Ilan Volkov spent several years as an assistant with the Boston Symphony Orchestra. From 2003 he led the BBC Scottish Symphony Orchestra, and from 2009 he served as its principal guest conductor. From 2011 to 2014 he was the music director and chief conductor of the Iceland Symphony Orchestra. He has premiered compositions by many internationally famous composers including Jonathan Harvey, Hans Abrahamsen, Unsuk Chin, and Mark-Anthony Turnage. 

Lucie Hájková (4)

Lucie Hájková is a graduate of the Academy of Performing Arts in Prague and a laureate of several vocal competitions (including the Dvořák Competition in Karlovy Vary and Ad honorem Mozart in Prague). Since 2020 she has been a soloists with the National Theatre in Prague. 

Lucie Hilscherová © Petr Matoušek (1)

Lucie Hilscherová, a laureate of the vocal competitions Cantilena Bayreuth, Musica Sacra in Rome, and the Antonín Dvořák International Vocal Competition in Karlovy Vary, makes guest appearances at the National Theatre in Prague, the National Moravian-Silesian Theatre in Ostrava, the J. K. Tyl Theatre in Pilsen, the Silesian Theatre in Opava, the State Theatre in Košice (Slovakia), and the National Theatre in Mannheim. 

Richard Samek © Markéta Navrátilová 2

Richard Samek studied at the Janáček Academy of Performing Arts in Brno and then privately under Natalia Romanová. He is a laureate of several international vocal competitions (including the Dvořák Competition in Karlovy Vary and the M. S. Trnavský Competition in Trnava).

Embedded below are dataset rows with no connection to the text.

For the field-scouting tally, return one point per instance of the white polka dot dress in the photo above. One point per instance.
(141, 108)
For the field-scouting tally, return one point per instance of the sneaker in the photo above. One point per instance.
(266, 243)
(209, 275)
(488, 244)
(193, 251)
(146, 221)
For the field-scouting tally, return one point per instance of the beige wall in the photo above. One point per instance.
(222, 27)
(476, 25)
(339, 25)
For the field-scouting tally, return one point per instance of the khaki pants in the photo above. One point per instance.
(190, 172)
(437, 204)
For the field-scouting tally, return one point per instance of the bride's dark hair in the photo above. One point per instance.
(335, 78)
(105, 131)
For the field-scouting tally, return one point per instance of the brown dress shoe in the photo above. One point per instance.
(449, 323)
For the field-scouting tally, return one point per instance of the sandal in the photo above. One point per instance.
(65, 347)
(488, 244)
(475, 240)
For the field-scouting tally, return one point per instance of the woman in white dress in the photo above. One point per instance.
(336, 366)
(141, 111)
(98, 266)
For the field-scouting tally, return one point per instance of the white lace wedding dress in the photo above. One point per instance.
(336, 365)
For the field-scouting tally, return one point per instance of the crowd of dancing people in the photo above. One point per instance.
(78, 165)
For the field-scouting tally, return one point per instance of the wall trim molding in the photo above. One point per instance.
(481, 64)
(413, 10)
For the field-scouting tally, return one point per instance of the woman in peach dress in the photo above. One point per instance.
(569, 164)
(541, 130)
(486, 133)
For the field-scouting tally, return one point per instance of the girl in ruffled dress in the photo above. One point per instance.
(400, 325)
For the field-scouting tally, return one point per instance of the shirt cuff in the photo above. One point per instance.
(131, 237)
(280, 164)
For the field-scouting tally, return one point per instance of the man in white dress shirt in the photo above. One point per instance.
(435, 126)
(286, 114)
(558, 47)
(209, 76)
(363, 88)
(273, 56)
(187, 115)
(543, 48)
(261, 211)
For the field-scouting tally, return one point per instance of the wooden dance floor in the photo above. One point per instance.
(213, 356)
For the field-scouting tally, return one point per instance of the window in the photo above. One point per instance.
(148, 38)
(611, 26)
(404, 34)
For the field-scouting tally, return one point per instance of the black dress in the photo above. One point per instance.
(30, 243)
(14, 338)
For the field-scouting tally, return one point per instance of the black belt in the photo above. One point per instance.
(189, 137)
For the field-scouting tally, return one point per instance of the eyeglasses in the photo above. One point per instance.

He makes regular guest appearances at the National Theatre in Prague, and he performs frequently at the J. K. Tyl Theatre in Pilsen, the National Theatre in Brno, the National Moravian-Silesian Theatre, and the Slovak National Theatre in Bratislava. 

František Zahradníček © Bohouš Pospíšil 5

František Zahradníček is a graduate of the Academy of Performing Arts in Prague, where he studied under Ivan Kusnjer. In 2000 he made his debut at the National Theatre in Prague, where he has sung several roles in operas by Mozart (Figaro, Papageno, Don Alfonso, Leporello), Rossini (Basilio, Don Magnifico), Verdi (Banco, Zaccaria), Dvořák (Marbuel, the Count, the Water Goblin), and Janáček (Gorjančikov, the Forester). 

ČFSB_velký sbor_02_1345__rgb

The Czech Philharmonic Choir of Brno (founded in 1990) focuses on the oratorio, cantata, and opera repertoire, and it presents itself not only in this country, but also worldwide in the very top class in the field of choral artistry. It appears at all of Europe’s prestigious festivals and important concert halls, and it works with the world’s best orchestras and conductors. The choir has an extensive discography, and it has won numerous prizes (including Echo Klassik two times, Tokusen, and the Classic Prague Awards). The man behind the ensemble’s success is its founder, choirmaster, and director Petr Fiala (1943), a graduate of the Brno Conservatoire and of the Janáček Academy of Performing Arts, who has been working as a choirmaster and conductor for more than fifty years, and who is also the composer of 180 works. At this year’s Prague Spring Festival, the choir will also be giving a concert of its own on 25 May, when it will sing music by Anton Bruckner, Henryk Górecki, Leoš Janáček, and Petr Fiala. The men of the choir will also appear at the concluding concert on 3 June in Igor Stravinsky’s opera-oratorio Oedipus Rex. 


The Prague Radio Symphony Orchestra is one of today’s most important Czech orchestras. Since the 2018/19 season, its chief conductor and artistic director has been the German conductor Alexander Liebreich. In recent years, the orchestra has collaborated with leading Czech and foreign conductors (Tomáš Netopil, Jakub Hrůša, Stephan Asbury, John Axelrod, Ion Marin, Michał Nesterowicz, and Wayne Marshall) and soloists (Krystian Zimerman, Alban Gerhardt, Steven Isserlis, Christian Lindberg, Renée Fleming, and Jonas Kaufmann). The Prague Radio Symphony Orchestra regularly commissions and performs music by leading contemporary Czech composers such as Pavel Zemek Novák, Jan Ryant Dřízal, Miroslav Srnka, and Jiří Kadeřábek. Among the many recordings made by the Prague Radio Symphony Orchestra in recent years have been such important projects as a Janáček trilogy with the conductor Tomáš Netopil, the first complete cycle of recordings of the eight symphonies of Miloslav Kabeláč, and the complete piano concertos of Bohuslav Martinů.